Pencatutan nama Jokowi-JK yang diduga dilakukan oleh Setya Novanto tak kunjung selesai di MKD.
Solopos.com, JAKARTA — Peneliti Forum Masyarakat Peduli Parlemen Indonesia (Formappi), Lucius Karus, menilai Majelis Kehormatan Dewan (MKD) sesungguhnya telah dibajak oleh kepentingan fraksi-fraksi di DPR sehingga majelis itu kehilangan independensinya.
“Jika independensi MKD sudah digerogoti, maka lembaga tersebut sebenarnya telah secara meyakinkan kehilangan legitimasinya untuk menjadi penegak etik untuk kasus Setya Novanto ini,” kata dia di Jakarta, Selasa (1/12/2015).
Dia mengkhawatirkan apa yang sesungguhnya terjadi di MKD semakin menyingkapkan kebobrokan moral DPR. “Saya kira MKD ini menjadi penopang utama bagi perbaikan citra DPR. Akan tetapi harapan itu ternyata sirna,” sesalnya.
Di sisi lain, rakyat tidak memiliki mekanisme resmi mengintervensi proses politik di DPR, kendati bukan berarti rakyat tak mempunyai sarana dalam menekan parlemen.
“Sebagai institusi politik, eksistensi DPR ditentukan oleh kepercayaan masyarakat.

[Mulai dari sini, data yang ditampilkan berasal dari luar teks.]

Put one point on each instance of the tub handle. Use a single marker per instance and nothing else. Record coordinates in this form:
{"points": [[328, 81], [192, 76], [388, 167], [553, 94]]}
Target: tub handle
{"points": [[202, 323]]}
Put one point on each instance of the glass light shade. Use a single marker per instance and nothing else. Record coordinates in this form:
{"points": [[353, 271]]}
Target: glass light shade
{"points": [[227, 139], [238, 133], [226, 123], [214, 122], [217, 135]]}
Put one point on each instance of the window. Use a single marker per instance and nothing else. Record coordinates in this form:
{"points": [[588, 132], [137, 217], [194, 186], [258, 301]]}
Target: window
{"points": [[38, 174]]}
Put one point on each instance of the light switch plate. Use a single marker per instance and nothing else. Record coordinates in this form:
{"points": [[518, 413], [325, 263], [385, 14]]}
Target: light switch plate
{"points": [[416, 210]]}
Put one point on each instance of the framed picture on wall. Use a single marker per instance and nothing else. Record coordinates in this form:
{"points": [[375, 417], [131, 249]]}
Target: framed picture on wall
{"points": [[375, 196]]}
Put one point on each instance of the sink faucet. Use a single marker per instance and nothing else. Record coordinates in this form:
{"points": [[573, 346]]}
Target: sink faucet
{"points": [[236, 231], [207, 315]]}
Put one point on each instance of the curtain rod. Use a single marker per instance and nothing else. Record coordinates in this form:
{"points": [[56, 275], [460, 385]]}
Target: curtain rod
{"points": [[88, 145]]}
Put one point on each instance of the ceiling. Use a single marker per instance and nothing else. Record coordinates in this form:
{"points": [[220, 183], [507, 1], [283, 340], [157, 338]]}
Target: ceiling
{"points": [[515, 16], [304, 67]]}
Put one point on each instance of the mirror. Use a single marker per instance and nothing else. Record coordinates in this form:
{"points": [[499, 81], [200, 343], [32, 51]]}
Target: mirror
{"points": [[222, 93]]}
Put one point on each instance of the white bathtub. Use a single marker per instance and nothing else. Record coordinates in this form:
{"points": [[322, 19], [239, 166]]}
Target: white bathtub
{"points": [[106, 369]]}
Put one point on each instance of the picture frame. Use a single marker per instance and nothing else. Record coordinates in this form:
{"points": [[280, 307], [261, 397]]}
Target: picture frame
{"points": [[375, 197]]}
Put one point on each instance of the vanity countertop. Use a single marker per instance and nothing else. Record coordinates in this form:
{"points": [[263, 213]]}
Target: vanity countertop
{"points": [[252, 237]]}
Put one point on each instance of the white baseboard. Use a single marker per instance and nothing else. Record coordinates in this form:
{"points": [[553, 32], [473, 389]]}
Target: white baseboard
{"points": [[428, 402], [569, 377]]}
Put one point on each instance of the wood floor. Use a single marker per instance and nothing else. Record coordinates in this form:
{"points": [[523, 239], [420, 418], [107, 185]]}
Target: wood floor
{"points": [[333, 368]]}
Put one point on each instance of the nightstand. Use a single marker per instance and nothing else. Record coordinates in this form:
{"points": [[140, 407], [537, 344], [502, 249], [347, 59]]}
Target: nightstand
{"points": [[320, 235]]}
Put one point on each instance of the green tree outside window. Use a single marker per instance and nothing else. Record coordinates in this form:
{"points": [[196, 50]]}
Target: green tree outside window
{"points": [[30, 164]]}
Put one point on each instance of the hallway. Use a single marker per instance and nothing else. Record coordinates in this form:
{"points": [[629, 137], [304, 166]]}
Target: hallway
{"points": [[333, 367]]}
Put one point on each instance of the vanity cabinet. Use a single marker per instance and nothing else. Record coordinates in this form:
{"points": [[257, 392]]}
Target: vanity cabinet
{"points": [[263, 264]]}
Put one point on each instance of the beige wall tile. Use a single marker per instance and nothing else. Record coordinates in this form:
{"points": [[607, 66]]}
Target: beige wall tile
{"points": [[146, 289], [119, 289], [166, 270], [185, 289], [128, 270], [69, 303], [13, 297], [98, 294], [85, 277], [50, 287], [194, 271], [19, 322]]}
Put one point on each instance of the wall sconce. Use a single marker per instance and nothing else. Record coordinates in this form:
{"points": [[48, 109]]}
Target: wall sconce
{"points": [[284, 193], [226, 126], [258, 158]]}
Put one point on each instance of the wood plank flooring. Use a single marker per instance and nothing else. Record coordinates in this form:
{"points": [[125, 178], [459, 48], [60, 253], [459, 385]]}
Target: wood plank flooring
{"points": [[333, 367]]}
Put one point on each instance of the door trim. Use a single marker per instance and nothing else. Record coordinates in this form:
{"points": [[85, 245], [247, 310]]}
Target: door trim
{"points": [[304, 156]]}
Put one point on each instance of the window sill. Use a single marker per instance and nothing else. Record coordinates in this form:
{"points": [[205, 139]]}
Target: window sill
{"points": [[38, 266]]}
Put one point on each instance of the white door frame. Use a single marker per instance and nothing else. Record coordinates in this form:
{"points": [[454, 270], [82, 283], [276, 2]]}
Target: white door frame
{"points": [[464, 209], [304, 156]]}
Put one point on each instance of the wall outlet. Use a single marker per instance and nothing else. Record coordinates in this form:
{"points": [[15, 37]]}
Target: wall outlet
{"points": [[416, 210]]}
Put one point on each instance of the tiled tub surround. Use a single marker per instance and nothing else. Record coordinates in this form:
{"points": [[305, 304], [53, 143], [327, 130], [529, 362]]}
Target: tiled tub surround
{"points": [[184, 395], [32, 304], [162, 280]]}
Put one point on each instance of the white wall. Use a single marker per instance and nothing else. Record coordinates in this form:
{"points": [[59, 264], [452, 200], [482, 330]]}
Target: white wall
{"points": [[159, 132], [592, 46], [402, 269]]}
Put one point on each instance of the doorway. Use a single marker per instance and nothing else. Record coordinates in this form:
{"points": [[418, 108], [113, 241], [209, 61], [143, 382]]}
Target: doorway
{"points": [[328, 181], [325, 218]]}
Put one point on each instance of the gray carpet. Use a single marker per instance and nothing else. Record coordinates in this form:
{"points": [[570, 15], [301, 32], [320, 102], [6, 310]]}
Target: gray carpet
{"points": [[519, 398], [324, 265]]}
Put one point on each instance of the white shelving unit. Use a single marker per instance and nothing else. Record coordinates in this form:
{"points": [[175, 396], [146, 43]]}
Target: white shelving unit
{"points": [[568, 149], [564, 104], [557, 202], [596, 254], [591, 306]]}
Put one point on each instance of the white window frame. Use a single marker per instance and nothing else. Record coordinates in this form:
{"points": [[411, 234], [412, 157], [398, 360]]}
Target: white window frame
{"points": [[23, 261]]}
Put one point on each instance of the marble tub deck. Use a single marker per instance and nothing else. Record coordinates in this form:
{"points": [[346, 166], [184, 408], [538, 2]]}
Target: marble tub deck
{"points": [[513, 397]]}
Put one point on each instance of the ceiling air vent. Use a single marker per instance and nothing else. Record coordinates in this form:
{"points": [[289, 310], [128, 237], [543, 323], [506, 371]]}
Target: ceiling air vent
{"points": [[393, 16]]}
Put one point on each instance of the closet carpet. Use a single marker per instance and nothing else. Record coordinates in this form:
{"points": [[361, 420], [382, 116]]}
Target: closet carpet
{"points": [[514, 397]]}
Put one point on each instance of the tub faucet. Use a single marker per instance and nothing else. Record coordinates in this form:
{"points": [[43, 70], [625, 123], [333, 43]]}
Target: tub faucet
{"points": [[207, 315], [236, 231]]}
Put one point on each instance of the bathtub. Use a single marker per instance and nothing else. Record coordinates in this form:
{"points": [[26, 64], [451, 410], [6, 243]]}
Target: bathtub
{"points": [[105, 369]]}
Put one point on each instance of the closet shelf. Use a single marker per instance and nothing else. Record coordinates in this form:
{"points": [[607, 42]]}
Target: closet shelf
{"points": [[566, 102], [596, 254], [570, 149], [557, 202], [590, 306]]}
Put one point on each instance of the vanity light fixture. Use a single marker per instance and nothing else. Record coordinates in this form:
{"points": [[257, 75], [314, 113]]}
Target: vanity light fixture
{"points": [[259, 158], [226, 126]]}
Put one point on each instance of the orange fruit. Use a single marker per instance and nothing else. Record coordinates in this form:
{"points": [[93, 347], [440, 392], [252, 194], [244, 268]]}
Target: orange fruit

Melihat DPR saat ini, hampir tak ada lagi alasan untuk tetap percaya pada kata dan perbuatan, serta kebijakan mereka. DPR sebenarnya sudah kehilangan kepercayaan, secara politik sebenarnya DPR sudah tidak ada,” kata Lucius.
Sejumlah fraksi mengganti anggotanya di MKD. Anggota MKD yang baru dari Fraksi Partai Golkar kembali mengungkit keabsahan posisi Menteri ESDM Sudirman Said sebagai pelapor dugaan pencatutan nama Presiden dan Wakil Presiden oleh Setya Novanto. Akibatnya, sidang MKD menjadi tertunda.
Ketua DPR Setya Novanto dilaporkan Menteri ESDM Sudirman Said ke MKD atas dugaan melanggar kode etik dengan terlibat dalam proses renegosiasi perpanjangan kontrak Freeport Indonesia. Setya dituding mencatut nama Jokowi-JK serta disebut-sebut meminta saham Freeport. Kini MKD tengah berupaya menggelar persidangan atas dugaan pelanggaran etik itu, namun terkendala masalah legal standing Sudirman Said sebagai pelapor.